Логическая связь, как мне кажется, прочерчивается очень прямая и твердая. Чтобы обрести подлинное уважение, кому бы то ни было надо быть полезным и даже, не побоимся этого слова, могущественным. Другое дело – жалость, сочувствие и даже любовь. Но некоторое правильное место в правильной же иерархии обеспечивается настоящим уважением. Это относится к старику и старости как таковой, потому что это универсально.
Помимо свободного времени, которое можно употребить на разнообразные посильные заботы, тот ценный товар, что приносит старик в общество и семью, – его уникальный жизненный опыт. И культура общества и семьи состоит в том, чтобы этот опыт обналичить. Для этого нужно иметь подлинный образ мира и жизни, в сильной степени абстрагированный от яркого внешнего антуража, меняющегося каждые полгода. Думаю, этот образ первичен; система ценностей сама вызревает внутри него.

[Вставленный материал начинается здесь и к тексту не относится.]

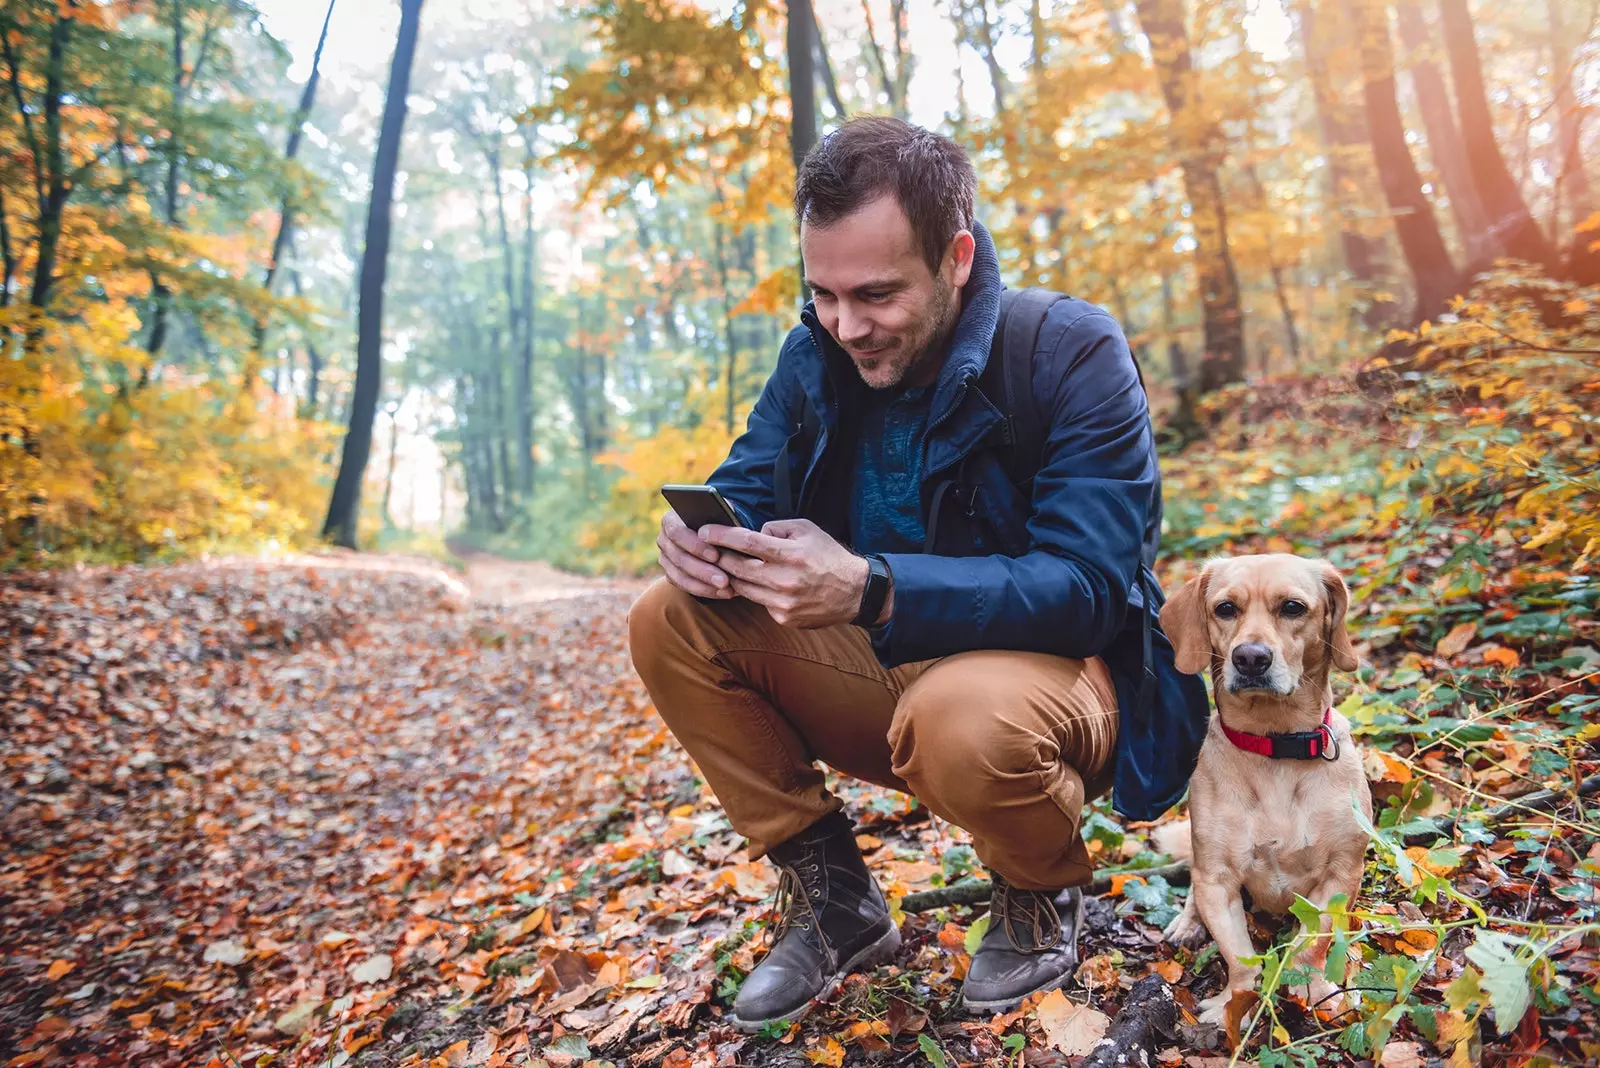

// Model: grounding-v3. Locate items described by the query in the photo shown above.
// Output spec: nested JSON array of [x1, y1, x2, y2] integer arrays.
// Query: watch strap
[[854, 554, 891, 627]]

В тех известных мне семьях, где этот образ мира прослеживается, старики занимают достойное место. В нашей современной культуре этого образа нет – по крайней мере, его надо выковыривать оттуда по крупицам и строить заново. Она (культура) практически на 100% визуальна, кинематографична и слишком привязана к внешнему ряду. Последние же наши великие писатели (по-моему, Арсений Тарковский, Трифонов и Окуджава) несли пресловутый образ в своем творчестве, но шумное время отвлекло от них не только народ, но и интеллигенцию. Не случайно именно они приблизились и к образу благородного старика (только не в «Старике» Трифонова, в других произведениях). И, пожалуй, именно Булат Окуджава сделал то, до чего у Пушкина не дошли руки: и в стихах, и в жизни создал позитивный, непостыдный образ старости, который можно взять за ориентир.